Bug 252835 - ice(4) driver queue timeout is too short
Summary: ice(4) driver queue timeout is too short
Status: Closed Overcome By Events
Alias: None
Product: Base System
Classification: Unclassified
Component: kern (show other bugs)
Version: 12.2-RELEASE
Hardware: amd64 Any
: --- Affects Only Me
Assignee: Intel FreeBSD
URL:
Keywords: IntelNetworking
Depends on:
Blocks:
 
Reported: 2021-01-19 17:27 UTC by Brian Poole
Modified: 2023-02-09 19:28 UTC (History)
2 users (show)

See Also:


Attachments

Note You need to log in before you can comment on or make changes to this bug.
Description Brian Poole 2021-01-19 17:27:24 UTC
Hello,

I have been testing an Intel E810-CQDA 2x100GbE network card using FreeBSD-12.2 (GERNRIC+INVARIANTS). When using both ports in netmap mode with 16 queues, I have observed a panic after seeing messages like:

ice1: Rx queue 13 disable timeout

(seen on both ice0 and ice1, different queue numbers) print to the console. Digging into the cause of that error message, I discovered it is printed when ice_is_rxq_ready() returns ETIMEDOUT because the queue is not in a consistent state after looping ICE_Q_WAIT_RETRY_LIMIT(5) times with a delay of 10us each loop.

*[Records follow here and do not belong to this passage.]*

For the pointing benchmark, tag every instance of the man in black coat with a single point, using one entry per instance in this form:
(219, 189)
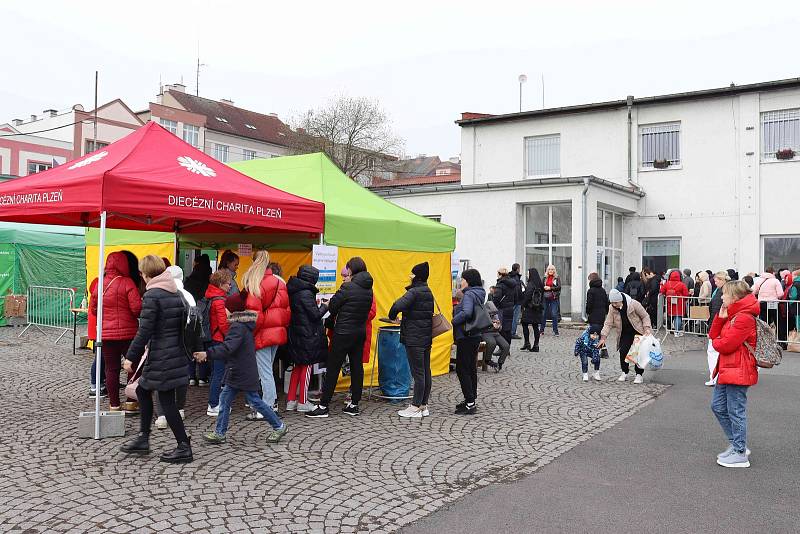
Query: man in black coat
(596, 302)
(416, 305)
(350, 308)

For testing, I increased ICE_Q_WAIT_RETRY_LIMIT to 500 (total delay of 5ms possible) and returned the index from ice_is_rxq_ready() when the state became consistent so I could view the actual delays required.

A few minute test starting and stopping pkt-gen instances on both ice0 and ice1 gave me the following data. Second column is delay in us; first column is count of rows.

4952 0
2561 10
 186 20
  92 40
  78 30
  22 50
   5 60
   2 130
   1 70
   1 90
   1 100
   1 120
   1 150
   1 190

So the default timeout of 50us does cover the majority of queue commands but in just a few minutes I observed the driver needing up to 190us for a queue to become consistent. This testing was performed on an AMD Threadripper 3990x supporting PCIe4.
Comment 1 Piotr Kubaj freebsd_committer freebsd_triage 2023-02-06 17:48:13 UTC
Can you provide a detailed procedure for reproduction?
Comment 2 Brian Poole 2023-02-09 19:09:56 UTC
(In reply to Piotr Kubaj from comment #1)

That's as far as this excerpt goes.